Sin la otra mitad de la población no hubiese sido posible el avance, aunque todos los hombres podemos llegar a reconocer la igualdad intersexos. Los últimos tiempos se han dedicado a la educación poblacional en general y, de manera más concreta, a los varones apoltronados en la cultura patriarcal. Para muestra un botón: los ataques continuados e inmisericordes sufridos por Irene Montero y todas las propuestas salidas del Ministerio de Igualdad. ¿Qué mayor prueba de su necesidad que esta disposición agresiva y refractaria? Para Beauvoir, y hablando en un tono genérico que por fortuna comienza a extinguirse, el hombre admira a la mujer en la medida en que contempla el perfil femenino desde el prejuicio del respeto a la madre, la hermana, la pareja o la hija, el resto de féminas vienen a caer en el cajón de sastre de la alteridad y de la incomprensión. Desde esta perspectiva, la hembra torna motivo de satisfacción sexual, social o cultural por el camino de la sumisión. Incluso, se reserva cierto tono beatífico para el matrimonio, y se restringen las prácticas sexuales alternativas para aquellos ambientes en los que es posible el pago por la consecución de la subordinación.

La violencia ejercida hacia la mujer tiene innumerables facetas y para la francesa no es más que una muestra de lo expuesto en los párrafos precedentes. Estas maneras de subyugar la otredad vienen marcadas por el dominio masculino que, de manera evidente, pretende prologar su vigencia, pues, en algunos casos, siente su incapacidad cuando se refleja en el espejo mujeril. De aquí el empleo de la intimidación en todas sus formas: verbal, psicológica o física. En este orden de cosas podríamos hablar de las denuncias de pinchazos con el supuesto fin de lograr la sumisión de la alteridad. Dudo de manera firme de la probabilidad de que mediante un pinchazo en el contexto de una pista de baile puedan lograrse los efectos anunciados en los medios; otro modo de esclavizar mediante el terror social.
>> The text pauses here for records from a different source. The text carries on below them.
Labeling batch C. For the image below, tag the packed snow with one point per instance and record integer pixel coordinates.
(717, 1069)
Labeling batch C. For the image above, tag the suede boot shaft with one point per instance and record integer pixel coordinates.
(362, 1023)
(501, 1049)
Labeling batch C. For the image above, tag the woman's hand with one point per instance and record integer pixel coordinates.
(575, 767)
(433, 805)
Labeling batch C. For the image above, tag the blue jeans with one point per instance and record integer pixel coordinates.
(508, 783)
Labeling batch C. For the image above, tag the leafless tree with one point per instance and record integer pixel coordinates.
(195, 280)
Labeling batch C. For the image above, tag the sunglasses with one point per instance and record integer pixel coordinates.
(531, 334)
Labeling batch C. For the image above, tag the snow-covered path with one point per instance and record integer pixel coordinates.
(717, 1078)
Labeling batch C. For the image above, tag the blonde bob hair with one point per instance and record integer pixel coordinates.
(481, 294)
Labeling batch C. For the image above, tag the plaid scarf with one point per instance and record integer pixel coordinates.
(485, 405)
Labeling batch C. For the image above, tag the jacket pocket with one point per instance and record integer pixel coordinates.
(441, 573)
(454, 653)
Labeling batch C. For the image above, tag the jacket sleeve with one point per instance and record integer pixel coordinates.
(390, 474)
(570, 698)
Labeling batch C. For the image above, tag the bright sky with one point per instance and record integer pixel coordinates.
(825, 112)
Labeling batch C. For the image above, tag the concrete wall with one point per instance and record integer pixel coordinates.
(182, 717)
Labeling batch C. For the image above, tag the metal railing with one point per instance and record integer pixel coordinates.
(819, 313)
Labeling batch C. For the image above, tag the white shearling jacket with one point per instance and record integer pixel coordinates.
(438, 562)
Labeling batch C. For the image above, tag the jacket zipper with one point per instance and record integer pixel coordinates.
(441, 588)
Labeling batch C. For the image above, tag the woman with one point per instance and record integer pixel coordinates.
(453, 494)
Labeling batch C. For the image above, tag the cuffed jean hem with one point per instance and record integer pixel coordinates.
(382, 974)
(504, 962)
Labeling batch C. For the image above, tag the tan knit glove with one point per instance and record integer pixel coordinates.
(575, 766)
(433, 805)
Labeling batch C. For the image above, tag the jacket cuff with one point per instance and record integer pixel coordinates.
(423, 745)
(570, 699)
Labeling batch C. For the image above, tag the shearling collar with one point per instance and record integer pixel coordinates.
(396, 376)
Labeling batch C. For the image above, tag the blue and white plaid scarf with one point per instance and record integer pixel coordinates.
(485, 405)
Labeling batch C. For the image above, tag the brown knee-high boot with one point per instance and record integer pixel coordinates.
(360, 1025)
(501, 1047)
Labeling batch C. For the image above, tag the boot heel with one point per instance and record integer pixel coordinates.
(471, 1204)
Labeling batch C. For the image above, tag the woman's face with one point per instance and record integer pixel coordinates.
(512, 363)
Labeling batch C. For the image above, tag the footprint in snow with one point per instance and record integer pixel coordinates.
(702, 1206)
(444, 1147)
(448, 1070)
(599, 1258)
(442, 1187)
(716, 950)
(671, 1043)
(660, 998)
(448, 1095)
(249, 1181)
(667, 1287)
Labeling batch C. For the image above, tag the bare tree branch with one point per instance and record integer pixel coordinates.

Una inyección intramuscular de poco más que un segundo se antoja imposible para lograr la inoculación de cualquier sustancia que inhabilite a un adulto. Ahora bien, de lo que tengo la certeza es que se están produciendo estas agresiones, aunque los actores sepan que con ello no van a conseguir anular a la mujer, al menos en desde una perspectiva física.

El ámbito psicológico es diferente. Aquí es donde se produce el mal, pues el miedo comienza a expandirse a lomos de la misoginia que pretende invadir el espacio femenino. En este caso el de la diversión y la autonomía. Algunos hombres cobardes se muestran intimidados ante el empuje femenino y los logros alcanzados y, por este motivo, pretenden inocular el pánico por medio de un método novedoso, aunque no tan alejado de los empleados hasta la fecha. Esta epidemia de picotazos no muestra más que la impotencia masculina ante la emancipación de las mujeres. Quizás tendríamos que analizar el ascenso de ciertas fuerzas políticas para comprender en profundidad este peligroso fenómeno.